De opschorting van de handhaving van de Wet DBA wordt opnieuw verlengd tot in ieder geval 1 januari 2020. Wel wordt er vanaf 1 juli 2018 niet alleen meer bij de ernstigste gevallen, maar ook bij andere kwaadwillenden gehandhaafd. Dit schrijven de Minister van Sociale Zaken en de Staatssecretaris van Financiën in een brief aan de Tweede Kamer.
De reden van deze verlenging is dat het kabinet bezig is met nieuwe wetgeving waarbij het streven is dat deze per 1 januari 2020 in werking zal treden.
Verlenging opschorting handhaving
Tot 1 juli 2018 wordt er gehandhaafd in het geval van kwaadwillenden die opereren in een context van opzet, fraude of zwendel, waarbij sprake is van listigheid, valsheid of samenspanning. Handhaving geldt ook in situaties die leiden tot ernstige concurrentievervalsing, economische of maatschappelijke ontwrichting of waarin het risico aanwezig is van uitbuiting.

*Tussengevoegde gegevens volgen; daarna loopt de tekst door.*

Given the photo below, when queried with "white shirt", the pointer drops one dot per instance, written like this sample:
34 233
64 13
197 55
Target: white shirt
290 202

Vanaf 1 juli 2018 breidt deze handhaving van de Wet DBA zich uit. Dan is er sprake van kwaadwillenden als de Belastingdienst kan bewijzen dat:
- er sprake is van een (fictieve) dienstbetrekking; en
- er sprake is van evidente schijnzelfstandigheid; en
- er sprake is van opzettelijke schijnzelfstandigheid.
Er blijft dus een zware bewijslast bestaan voor de Belastingdienst in die gevallen waarin wel wordt gehandhaafd.
Tijdpad Wet DBA
Het kabinet wil nog vóór het aankomende zomerreces een hoofdlijnenbrief naar de Tweede Kamer sturen, waarin onder meer het begrip ‘gezagsverhouding’ wordt toegelicht en verduidelijkt. Het is de bedoeling dat nog in 2018 een wetsvoorstel voor advies naar de Raad van State gaat, zodat behandeling van het wetsvoorstel in de eerste helft van 2019 in de Tweede Kamer kan worden gestart. Dit zou dan moeten resulteren in inwerkingtreding per 1 januari 2020.